Au Sénégal, les fêtes religieuses constituent des périodes fastes pour les tailleurs. Cette année, à quelques jours de la Korité, tandis que certains tailleurs peinent déjà à suivre le rythme infernal imposé par la fête de l’Aid Al-Fidr, d’autres guettent encore les retardataires.
Jeudi 20 mars. A Fass, dans un atelier discret, Assane ajuste un boubou sur un mannequin, le regard pensif. Pour lui, l’affluence est encore faible. « Cette année, c’est plus calme que d’habitude », dit-il en soupirant. Les clientes tardent à venir, et il redoute l’assaut des retardataires. « Tout se joue souvent dans les cinq derniers jours », ajoute-t-il en rangeant des rouleaux de tissu. Non loin de là, chez Babacar SECK, c’est une autre ambiance. Ici, l’atelier tourne à plein régime. « On a à peine le temps de respirer ! Certaines clientes viennent ici presque tous les jours pour être sûres d’avoir leurs tenues à temps », raconte-t-il en griffonnant quelques ajustements sur son carnet.
Dans l’atelier, Awa, une cliente fidèle, patiente en caressant un tissu tenu dans les bras. « Cette année je suis venue un peu en retard. Mais chaque année, je viens tôt avec mon tissu, je montre le modèle que je veux, mais je sais qu’ils vont finir ma tenue la veille de la Korité », dit-elle en riant. Pourtant, elle ne confierait sa commande à personne d’autre. « Babacar connaît mes goûts mieux que moi-même ! », dit-elle.
« Tout le monde arrive à la dernière minute »
Si la fatigue se lit sur les visages, l’excitation est aussi palpable. Pour ces artisans, la Korité est le moment de briller, de prouver leur savoir-faire et de ravir une clientèle exigeante. Les aiguilles continuent de danser, les tissus s’empilent, et malgré le stress, une seule chose compte: livrer à temps. A Ouakam, dans l’atelier exigu de Moussa, les machine vrombissent. Les apprentis s’activent sous le regard vigilant du maître tailleur. « Tout le monde arrive avec son tissu à la dernière minute et pense que sa tenue passera en priorité », s’exclame Moussa en manipulant un tissu délicatement brodé.
Assise sur une chaise de fortune, Soukèye, cliente, observe les couturiers s’affairer autour des machines. « J’ai amené mon tissu il y a deux semaines, et je viens vérifier si ma tenue est prête.
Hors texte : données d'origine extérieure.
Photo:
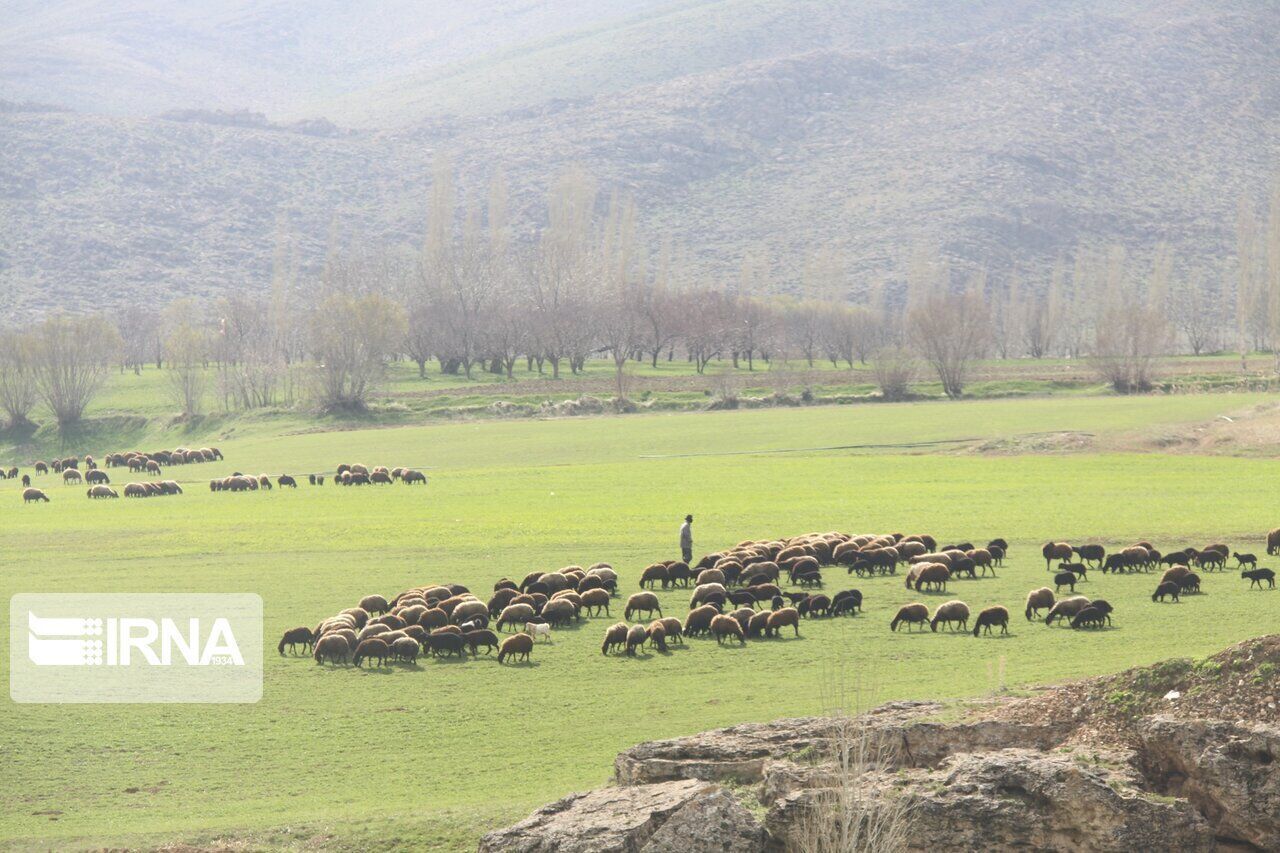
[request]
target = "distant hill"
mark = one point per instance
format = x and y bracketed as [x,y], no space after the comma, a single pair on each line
[997,132]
Je préfère venir souvent pour éviter les mauvaises surprises », confie-t-elle, un brin inquiète. Dans un coin, une autre femme brandit l’écran de son téléphone pour montrer à un apprenti une coupe qu’elle souhaite reproduire. « Je veux exactement ce modèle, avec les mêmes finitions », insiste-t-elle.
L’apprenti jette un coup d’œil, hoche la tête avant de se remettre aussitôt au travail. À l’arrière, Anta, l’unique femme de l’équipe, repasse avec précision un ensemble flambant neuf. « On ne compte plus les heures, mais on est fiers quand nos clientes repartent satisfaites », confie-t-elle en esquissant un sourire fatigué.
À Fass comme à Ouakam, même si pour certains tailleurs, l’affluence reste encore timide, chez d’autres l’effervescence atteindra son paroxysme jusqu’à la dernière nuit. Et lorsque la fête sera là, derrière chaque tenue soigneusement confectionnée, il y aura le travail acharné de ces tailleurs qui sont les véritables architectes du style dakarois.